Multi Frame Generation: RTX 5000 serisine özel olan ve geriye uyumluluğu olmayan tek teknoloji. "RTX 5070 Gerçekten De RTX 4090 İle Aynı Performansı Verebilir Mi?" yazımda detaylıca bahsettiğim için buraya tekrar yazma gereği duymuyorum. MFG’nin yanında ilk jenerasyon Frame Generation’ın daha geliştirildiğini ve kullandığı VRAM miktarının azaltıldığını not etmiş olayım ama.

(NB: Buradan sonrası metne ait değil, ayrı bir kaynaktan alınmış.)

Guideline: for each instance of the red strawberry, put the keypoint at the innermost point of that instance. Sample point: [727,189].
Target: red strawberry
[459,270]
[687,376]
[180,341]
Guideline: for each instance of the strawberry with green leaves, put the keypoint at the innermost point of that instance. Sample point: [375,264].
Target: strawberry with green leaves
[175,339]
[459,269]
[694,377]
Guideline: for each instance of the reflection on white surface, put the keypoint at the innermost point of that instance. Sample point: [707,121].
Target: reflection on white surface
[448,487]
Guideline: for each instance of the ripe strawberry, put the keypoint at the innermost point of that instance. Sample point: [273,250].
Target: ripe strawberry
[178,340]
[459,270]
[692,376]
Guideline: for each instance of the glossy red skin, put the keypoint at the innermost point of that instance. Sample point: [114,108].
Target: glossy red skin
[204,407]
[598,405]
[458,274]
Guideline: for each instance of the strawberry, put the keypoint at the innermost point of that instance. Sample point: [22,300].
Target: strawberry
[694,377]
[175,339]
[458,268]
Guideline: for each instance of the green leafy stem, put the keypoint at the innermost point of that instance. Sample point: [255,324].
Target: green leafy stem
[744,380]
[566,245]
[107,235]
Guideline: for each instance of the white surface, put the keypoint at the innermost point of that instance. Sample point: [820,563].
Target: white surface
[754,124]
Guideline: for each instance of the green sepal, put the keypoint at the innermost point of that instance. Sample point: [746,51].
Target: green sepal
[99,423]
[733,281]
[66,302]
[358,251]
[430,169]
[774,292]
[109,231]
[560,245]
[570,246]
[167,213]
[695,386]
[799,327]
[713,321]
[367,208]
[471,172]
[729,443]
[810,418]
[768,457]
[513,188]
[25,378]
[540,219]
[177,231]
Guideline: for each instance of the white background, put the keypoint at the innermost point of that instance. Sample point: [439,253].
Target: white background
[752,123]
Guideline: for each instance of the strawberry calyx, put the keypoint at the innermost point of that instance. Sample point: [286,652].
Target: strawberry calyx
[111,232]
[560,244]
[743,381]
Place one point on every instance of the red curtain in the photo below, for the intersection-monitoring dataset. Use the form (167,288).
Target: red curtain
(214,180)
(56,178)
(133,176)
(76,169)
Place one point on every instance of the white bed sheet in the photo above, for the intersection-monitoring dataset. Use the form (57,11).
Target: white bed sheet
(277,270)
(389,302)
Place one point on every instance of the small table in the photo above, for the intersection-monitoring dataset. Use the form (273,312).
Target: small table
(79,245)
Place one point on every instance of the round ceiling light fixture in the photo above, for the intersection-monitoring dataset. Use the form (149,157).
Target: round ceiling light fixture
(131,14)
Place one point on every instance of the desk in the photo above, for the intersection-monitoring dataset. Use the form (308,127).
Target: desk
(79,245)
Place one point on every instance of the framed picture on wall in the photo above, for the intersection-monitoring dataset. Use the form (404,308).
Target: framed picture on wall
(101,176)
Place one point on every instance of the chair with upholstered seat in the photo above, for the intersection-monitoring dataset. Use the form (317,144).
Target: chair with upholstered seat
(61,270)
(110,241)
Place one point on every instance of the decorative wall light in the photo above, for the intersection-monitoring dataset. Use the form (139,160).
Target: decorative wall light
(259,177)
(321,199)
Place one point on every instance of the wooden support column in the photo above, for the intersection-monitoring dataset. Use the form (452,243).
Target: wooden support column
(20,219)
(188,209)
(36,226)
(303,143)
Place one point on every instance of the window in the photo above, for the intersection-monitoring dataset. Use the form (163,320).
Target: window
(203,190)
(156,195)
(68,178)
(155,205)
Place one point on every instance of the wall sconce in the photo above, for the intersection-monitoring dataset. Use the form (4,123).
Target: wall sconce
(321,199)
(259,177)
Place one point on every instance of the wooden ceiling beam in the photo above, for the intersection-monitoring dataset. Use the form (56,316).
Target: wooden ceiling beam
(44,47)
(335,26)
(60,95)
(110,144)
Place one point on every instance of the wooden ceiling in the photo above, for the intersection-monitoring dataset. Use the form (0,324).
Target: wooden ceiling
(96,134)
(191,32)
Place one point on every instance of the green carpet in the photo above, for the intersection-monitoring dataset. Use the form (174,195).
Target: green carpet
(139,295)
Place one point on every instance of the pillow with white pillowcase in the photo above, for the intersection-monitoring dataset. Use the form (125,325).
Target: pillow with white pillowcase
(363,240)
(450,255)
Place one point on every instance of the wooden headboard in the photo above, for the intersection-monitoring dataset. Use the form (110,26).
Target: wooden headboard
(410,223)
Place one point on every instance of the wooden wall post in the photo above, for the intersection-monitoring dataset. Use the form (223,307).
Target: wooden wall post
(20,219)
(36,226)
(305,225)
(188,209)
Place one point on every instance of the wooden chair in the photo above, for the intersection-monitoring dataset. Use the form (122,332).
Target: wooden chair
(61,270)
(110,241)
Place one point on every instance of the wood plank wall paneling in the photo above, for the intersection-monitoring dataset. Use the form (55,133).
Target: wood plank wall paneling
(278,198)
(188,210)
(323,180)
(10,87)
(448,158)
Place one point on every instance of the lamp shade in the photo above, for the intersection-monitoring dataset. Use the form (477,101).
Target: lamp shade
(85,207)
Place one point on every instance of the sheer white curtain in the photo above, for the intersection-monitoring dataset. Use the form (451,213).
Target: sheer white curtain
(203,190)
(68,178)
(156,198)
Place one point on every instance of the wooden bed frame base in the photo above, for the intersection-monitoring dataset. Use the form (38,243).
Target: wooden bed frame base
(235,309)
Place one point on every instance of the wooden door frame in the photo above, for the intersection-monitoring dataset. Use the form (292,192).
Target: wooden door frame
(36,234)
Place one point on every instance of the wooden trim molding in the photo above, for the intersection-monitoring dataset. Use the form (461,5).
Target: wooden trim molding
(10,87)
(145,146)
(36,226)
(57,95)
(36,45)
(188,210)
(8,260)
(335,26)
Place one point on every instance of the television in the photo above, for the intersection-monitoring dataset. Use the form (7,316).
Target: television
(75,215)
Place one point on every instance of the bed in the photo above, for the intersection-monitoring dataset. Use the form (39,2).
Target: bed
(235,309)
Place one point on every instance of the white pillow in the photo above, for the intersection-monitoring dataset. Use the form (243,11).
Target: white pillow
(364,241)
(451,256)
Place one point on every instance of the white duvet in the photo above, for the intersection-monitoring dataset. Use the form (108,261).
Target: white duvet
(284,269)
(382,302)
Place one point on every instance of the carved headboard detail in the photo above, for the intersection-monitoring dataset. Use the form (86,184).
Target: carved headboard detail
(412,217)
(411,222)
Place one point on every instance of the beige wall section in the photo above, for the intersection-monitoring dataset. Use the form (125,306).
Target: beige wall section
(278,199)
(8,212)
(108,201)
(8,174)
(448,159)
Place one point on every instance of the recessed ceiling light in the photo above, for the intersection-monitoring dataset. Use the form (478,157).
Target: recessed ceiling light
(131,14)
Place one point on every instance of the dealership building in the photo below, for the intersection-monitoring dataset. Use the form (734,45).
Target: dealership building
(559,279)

Ray Reconstruction: DLSS3.5 güncellemesi ile gelen ve sadece DLSS beraberinde açabildiğimiz Ray Reconstruction, ışın izleme ile oluşturulan yansımalardaki görsel kirlenmeyi azaltan ve bu yansımaları netleştiren bir teknolojiydi. Lakin bunu yaparken eli kayıp kimi dokulardaki detayları da elimine edebiliyordu. Transformer algoritması sayesinde Ray Reconstruction’ın bu dezavantajı da ciddi oranda törpülenmiş. Lakin 2000 ve 3000 serisi kartlarda hem Transformer algoritmasına geçip hem RR açarsanız ciddi performans kayıpları ile karşılaşabileceğinizi belirteyim. 4000 serisinden aşağısında yeni DLSS’i kullanın ama yanında RR açmayın.
Bunların yanında Neural Texture Compression (Yapay Zeka destekli doku sıkıştırma teknolojisi, VRAM kullanımını azaltacak), RTX Mega Geometry (Işın izleme beraberinde dokulardaki geometri detayını artıracak) gibi başka teknolojiler de duyuruldu ancak bunlar henüz biz oyuncuları ilgilendirecek şeyler değil. Software Development Kit olarak geliştiricilere sunuluyorlar ve oyun geliştirme sürecinin en başında hesaba katılmaları gerekecek. Bu yüzden de meyvelerini tahminimce yıllar sonra yiyebileceğiz.